As Merger and Acquisition advisors, our goal is to maximize our seller clients' after tax proceeds. The first step is to get the best price from the marketplace by presenting the acquisition opportunity in a competitive bid situation. Having several interested buyers is the most important factor in achieving the best sales price.
However, the nature of the balance sheet of companies with a heavy investments in equipment makes the form of transaction especially important. First rule of thumb in the sale of your privately held business is to have the corporation set up as an S Corp, LLC, or Partnership rather than a C Corp. The reason for this is that buyers prefer an asset purchase versus a stock purchase. If you are structured as a C Corp there is no such thing as long-term capital gains for tax purposes.
So if you have an asset sale of a C Corp, then your gains are taxed first at the applicable corporate tax rate and then taxed again as long term capital gains when the proceeds are distributed to shareholders. This can be particularly harsh to the seller because the sale will normally bump the corporate tax rate in the year of the sale to a much higher rate than it normally is for that company. Goodwill essentially has a basis of $0, so the entire portion of the purchase price allocated to goodwill is a gain. A C Corp, for example, might be taxed at a rate of 34% for the gain versus at 15% for the same gain for a pass through corporate structure like an S Corp.
Buyers prefer an asset purchase for two primary reasons: 1. They want to protect themselves from any hidden liabilities. When you do a stock acquisition, you inherit all assets and all liabilities. 2. The buyer gets to take a step up in basis on all hard assets based on the allocation of purchase price on the asset sale.
Many business sellers, with significant depreciable assets, however, miss a very important issue in transaction structure. They think that they have done everything possible to reduce their taxes because they are an S Corp and do not fight for a stock sale. This incorrect assumption could cost tens of thousands or even hundreds of thousands in after tax proceeds because of depreciation recapture. If your business is heavily equipment intensive and you have naturally taken depreciation, you are subject to depreciation recapture if you do an asset sale of your S Corp.

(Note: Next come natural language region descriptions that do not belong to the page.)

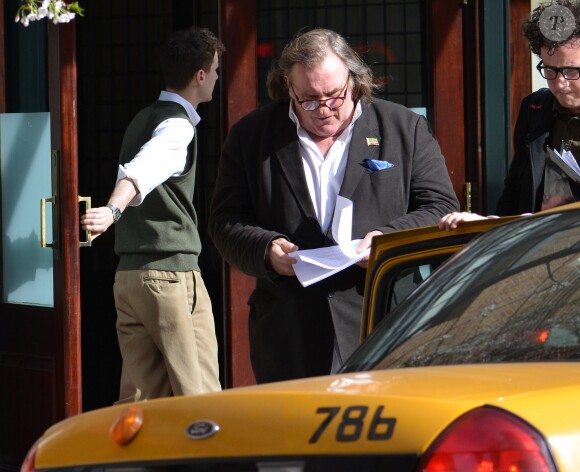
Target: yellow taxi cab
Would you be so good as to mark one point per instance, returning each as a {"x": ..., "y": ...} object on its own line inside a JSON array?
[{"x": 470, "y": 363}]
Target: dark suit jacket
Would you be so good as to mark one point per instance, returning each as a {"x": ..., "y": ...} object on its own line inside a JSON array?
[
  {"x": 524, "y": 190},
  {"x": 261, "y": 194}
]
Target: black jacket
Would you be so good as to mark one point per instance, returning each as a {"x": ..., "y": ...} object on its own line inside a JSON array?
[{"x": 524, "y": 185}]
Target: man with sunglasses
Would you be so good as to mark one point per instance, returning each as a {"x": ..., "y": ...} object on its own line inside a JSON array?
[
  {"x": 548, "y": 120},
  {"x": 283, "y": 167}
]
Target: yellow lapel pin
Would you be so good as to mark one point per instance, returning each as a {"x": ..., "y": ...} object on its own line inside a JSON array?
[{"x": 372, "y": 142}]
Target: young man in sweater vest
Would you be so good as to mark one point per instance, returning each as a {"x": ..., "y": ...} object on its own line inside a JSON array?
[{"x": 165, "y": 323}]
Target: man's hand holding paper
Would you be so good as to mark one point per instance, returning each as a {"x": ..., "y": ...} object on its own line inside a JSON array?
[{"x": 313, "y": 265}]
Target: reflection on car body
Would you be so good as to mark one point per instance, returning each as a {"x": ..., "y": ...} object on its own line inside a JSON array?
[{"x": 476, "y": 370}]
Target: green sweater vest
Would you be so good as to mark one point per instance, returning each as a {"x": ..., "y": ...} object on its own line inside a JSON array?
[{"x": 161, "y": 233}]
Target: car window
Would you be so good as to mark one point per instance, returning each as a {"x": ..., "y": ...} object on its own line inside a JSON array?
[{"x": 511, "y": 295}]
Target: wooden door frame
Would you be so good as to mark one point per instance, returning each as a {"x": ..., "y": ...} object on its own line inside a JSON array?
[
  {"x": 68, "y": 276},
  {"x": 239, "y": 34},
  {"x": 42, "y": 354}
]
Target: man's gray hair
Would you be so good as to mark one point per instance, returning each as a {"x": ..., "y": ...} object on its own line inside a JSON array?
[{"x": 310, "y": 49}]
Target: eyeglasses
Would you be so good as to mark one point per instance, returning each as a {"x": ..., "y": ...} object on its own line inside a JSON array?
[
  {"x": 332, "y": 103},
  {"x": 551, "y": 73}
]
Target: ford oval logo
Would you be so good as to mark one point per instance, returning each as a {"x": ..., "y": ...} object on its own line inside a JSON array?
[{"x": 202, "y": 429}]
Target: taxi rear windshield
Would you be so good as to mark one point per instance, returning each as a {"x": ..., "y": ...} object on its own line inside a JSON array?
[{"x": 513, "y": 295}]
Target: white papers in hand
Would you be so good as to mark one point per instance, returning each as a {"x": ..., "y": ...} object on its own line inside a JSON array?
[
  {"x": 314, "y": 265},
  {"x": 569, "y": 159}
]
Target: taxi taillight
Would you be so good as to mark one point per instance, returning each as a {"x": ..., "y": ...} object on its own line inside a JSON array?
[
  {"x": 488, "y": 439},
  {"x": 127, "y": 425},
  {"x": 29, "y": 463}
]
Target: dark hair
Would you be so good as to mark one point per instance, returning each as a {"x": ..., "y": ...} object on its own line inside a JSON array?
[
  {"x": 311, "y": 48},
  {"x": 537, "y": 40},
  {"x": 185, "y": 52}
]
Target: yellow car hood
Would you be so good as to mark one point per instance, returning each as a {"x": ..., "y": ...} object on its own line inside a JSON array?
[{"x": 288, "y": 418}]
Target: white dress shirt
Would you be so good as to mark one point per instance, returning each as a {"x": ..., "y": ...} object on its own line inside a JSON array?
[
  {"x": 324, "y": 176},
  {"x": 170, "y": 140}
]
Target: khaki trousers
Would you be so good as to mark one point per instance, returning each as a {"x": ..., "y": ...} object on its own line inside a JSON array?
[{"x": 166, "y": 333}]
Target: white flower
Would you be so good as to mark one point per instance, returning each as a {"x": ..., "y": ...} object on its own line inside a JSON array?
[{"x": 57, "y": 11}]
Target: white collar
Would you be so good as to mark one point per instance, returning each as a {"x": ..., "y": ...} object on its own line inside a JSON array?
[{"x": 166, "y": 96}]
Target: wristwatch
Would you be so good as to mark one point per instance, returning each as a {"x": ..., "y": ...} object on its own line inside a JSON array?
[{"x": 116, "y": 212}]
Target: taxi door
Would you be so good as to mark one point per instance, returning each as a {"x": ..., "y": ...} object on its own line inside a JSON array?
[{"x": 401, "y": 261}]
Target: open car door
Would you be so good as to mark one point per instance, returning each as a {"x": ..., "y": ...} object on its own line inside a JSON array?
[{"x": 400, "y": 261}]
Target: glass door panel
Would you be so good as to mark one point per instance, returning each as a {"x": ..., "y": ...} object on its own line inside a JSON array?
[{"x": 25, "y": 157}]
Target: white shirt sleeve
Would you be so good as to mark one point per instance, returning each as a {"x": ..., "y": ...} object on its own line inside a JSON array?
[{"x": 162, "y": 157}]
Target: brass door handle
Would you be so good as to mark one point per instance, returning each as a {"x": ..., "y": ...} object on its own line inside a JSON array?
[
  {"x": 88, "y": 236},
  {"x": 43, "y": 202}
]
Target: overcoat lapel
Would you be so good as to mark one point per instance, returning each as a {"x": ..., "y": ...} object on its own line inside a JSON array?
[
  {"x": 365, "y": 127},
  {"x": 287, "y": 153}
]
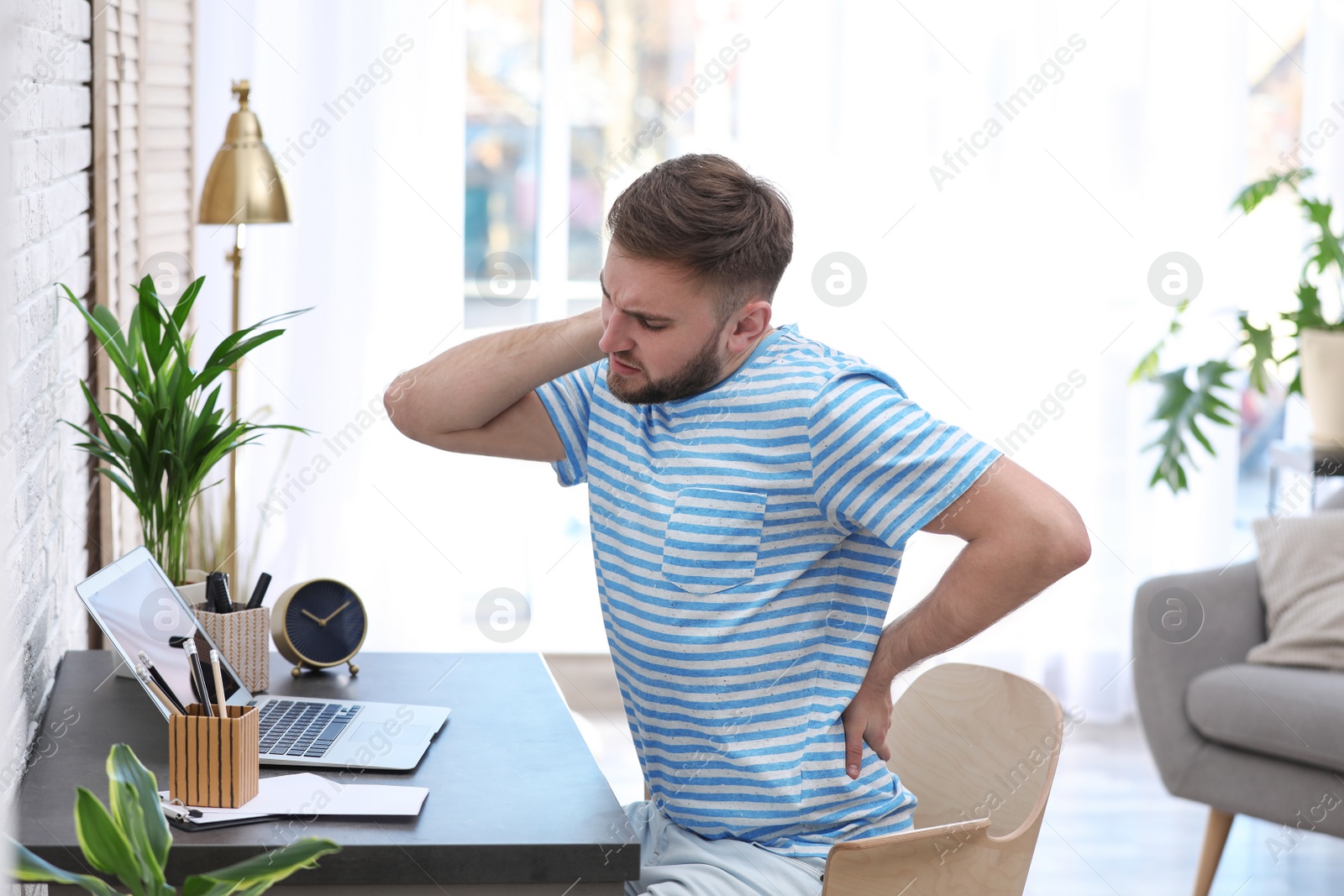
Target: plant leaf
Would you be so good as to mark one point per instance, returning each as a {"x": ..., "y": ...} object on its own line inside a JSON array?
[
  {"x": 260, "y": 872},
  {"x": 134, "y": 793},
  {"x": 102, "y": 842},
  {"x": 1179, "y": 409},
  {"x": 30, "y": 868},
  {"x": 1263, "y": 190},
  {"x": 1263, "y": 347}
]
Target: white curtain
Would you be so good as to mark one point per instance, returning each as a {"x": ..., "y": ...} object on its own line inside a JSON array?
[{"x": 987, "y": 289}]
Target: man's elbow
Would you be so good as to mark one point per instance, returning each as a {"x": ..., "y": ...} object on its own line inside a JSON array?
[
  {"x": 401, "y": 410},
  {"x": 1068, "y": 543}
]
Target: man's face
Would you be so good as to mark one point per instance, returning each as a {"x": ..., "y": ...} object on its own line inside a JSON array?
[{"x": 665, "y": 327}]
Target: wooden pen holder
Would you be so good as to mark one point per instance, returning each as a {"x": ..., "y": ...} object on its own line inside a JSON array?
[
  {"x": 244, "y": 638},
  {"x": 213, "y": 761}
]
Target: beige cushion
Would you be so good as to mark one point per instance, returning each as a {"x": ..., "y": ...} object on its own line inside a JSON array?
[{"x": 1301, "y": 573}]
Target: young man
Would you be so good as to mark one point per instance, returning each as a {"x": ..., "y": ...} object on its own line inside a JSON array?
[{"x": 752, "y": 492}]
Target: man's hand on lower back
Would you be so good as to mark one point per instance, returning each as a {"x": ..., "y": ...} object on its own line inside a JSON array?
[{"x": 866, "y": 719}]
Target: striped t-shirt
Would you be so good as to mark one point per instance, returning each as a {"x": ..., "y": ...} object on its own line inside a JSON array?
[{"x": 746, "y": 543}]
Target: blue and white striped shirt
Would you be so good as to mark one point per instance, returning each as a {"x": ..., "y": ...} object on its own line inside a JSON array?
[{"x": 746, "y": 543}]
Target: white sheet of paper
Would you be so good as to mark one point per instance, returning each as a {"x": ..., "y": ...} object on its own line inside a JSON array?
[{"x": 308, "y": 794}]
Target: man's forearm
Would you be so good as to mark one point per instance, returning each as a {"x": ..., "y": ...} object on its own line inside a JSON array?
[
  {"x": 990, "y": 579},
  {"x": 470, "y": 385}
]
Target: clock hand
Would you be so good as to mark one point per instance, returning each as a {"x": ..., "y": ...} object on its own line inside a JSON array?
[{"x": 335, "y": 611}]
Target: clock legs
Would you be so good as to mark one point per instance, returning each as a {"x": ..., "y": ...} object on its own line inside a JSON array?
[{"x": 297, "y": 671}]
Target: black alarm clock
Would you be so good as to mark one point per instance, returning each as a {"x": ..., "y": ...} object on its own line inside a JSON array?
[{"x": 319, "y": 624}]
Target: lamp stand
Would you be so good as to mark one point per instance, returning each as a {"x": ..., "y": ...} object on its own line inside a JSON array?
[{"x": 232, "y": 563}]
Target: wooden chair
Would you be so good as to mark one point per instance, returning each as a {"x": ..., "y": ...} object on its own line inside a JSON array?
[{"x": 979, "y": 748}]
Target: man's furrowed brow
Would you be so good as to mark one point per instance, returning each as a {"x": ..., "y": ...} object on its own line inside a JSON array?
[{"x": 643, "y": 316}]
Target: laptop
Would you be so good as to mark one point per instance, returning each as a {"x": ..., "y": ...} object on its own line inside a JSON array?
[{"x": 139, "y": 609}]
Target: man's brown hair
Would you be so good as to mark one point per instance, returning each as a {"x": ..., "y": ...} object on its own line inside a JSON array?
[{"x": 705, "y": 212}]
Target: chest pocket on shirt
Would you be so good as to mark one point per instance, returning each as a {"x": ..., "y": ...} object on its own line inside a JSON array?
[{"x": 712, "y": 539}]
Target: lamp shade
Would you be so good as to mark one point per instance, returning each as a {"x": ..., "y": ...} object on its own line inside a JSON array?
[{"x": 244, "y": 186}]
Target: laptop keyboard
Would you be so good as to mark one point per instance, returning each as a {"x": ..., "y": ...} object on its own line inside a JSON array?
[{"x": 302, "y": 727}]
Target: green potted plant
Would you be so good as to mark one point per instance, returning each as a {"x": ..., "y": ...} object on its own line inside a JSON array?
[
  {"x": 1316, "y": 343},
  {"x": 178, "y": 430},
  {"x": 131, "y": 842}
]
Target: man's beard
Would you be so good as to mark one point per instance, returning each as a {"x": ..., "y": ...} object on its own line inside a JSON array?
[{"x": 696, "y": 376}]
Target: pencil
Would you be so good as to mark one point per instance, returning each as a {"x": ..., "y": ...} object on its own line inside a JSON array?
[
  {"x": 161, "y": 683},
  {"x": 155, "y": 689},
  {"x": 219, "y": 683}
]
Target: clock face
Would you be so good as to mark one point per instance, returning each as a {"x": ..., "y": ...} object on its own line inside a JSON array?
[{"x": 326, "y": 622}]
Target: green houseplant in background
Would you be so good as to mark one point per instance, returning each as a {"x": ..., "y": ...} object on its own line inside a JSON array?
[
  {"x": 178, "y": 429},
  {"x": 1316, "y": 343},
  {"x": 131, "y": 842}
]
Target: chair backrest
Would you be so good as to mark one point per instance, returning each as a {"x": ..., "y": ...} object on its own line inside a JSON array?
[{"x": 974, "y": 741}]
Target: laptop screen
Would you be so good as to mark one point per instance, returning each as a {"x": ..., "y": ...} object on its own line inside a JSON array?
[{"x": 139, "y": 610}]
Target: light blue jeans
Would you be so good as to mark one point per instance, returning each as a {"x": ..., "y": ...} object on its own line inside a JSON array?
[{"x": 680, "y": 862}]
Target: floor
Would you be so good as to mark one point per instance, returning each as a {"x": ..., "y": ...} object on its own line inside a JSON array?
[{"x": 1110, "y": 829}]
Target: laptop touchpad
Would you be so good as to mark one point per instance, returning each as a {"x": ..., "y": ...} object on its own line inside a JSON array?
[{"x": 376, "y": 734}]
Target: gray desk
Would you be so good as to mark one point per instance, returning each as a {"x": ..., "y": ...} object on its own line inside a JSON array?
[{"x": 517, "y": 805}]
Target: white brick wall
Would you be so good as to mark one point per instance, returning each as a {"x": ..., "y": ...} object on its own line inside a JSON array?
[{"x": 45, "y": 109}]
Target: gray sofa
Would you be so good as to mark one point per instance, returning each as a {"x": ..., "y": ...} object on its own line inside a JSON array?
[{"x": 1241, "y": 738}]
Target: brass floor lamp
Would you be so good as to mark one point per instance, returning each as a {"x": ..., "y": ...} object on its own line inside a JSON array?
[{"x": 242, "y": 188}]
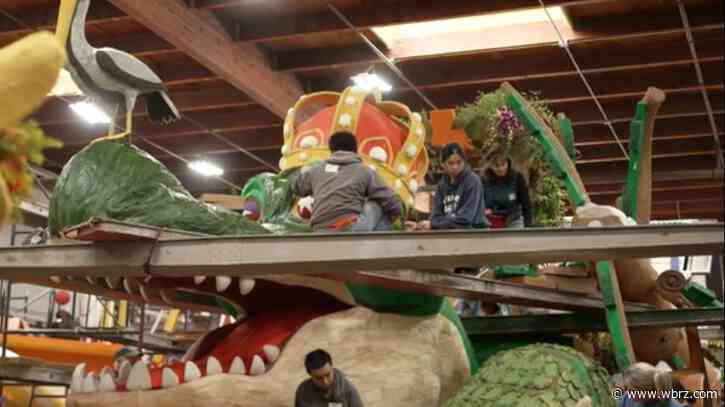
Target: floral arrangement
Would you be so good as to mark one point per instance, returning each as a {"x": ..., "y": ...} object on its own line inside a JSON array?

Let's say that your assets consisting of operating equipment plus office equipment is on the books with accumulated depreciation of, for example, $2,000,000. Then this depreciation that you received as a tax benefit is recaptured in your asset sale and treated as ordinary income for tax purposes. This will most likely push the seller up to the maximum individual tax rate for this portion of transaction value.
If the sale had been a stock sale of the S Corp, there would be no depreciation recapture and the entire gain would be at the individual long-term capital gain rate of the seller. For discussion purposes, let's say your personal income tax rate were 30%, then the asset sale would cause you to pay an additional 15% (difference between personal income tax rate and long term capital gain rate) on the recapture amount of $2,000,000. You would realize $300,000 in additional after tax proceeds by structuring the sale as a stock sale.
So, if your business is an S Corp or an LLC, you have taken the most important step in maximizing your after tax proceeds from your eventual business sale. The next most important step is to get a premium from an asset buyer over a stock buyer to compensate you for after tax proceeds based on depreciation recapture.
Given the impact of taxes in the sale of your business, it is a very sound idea to get your tax accountant involved in the planning process before you start getting offers. You need to be able to compare the different proposals with an eye towards after tax proceeds.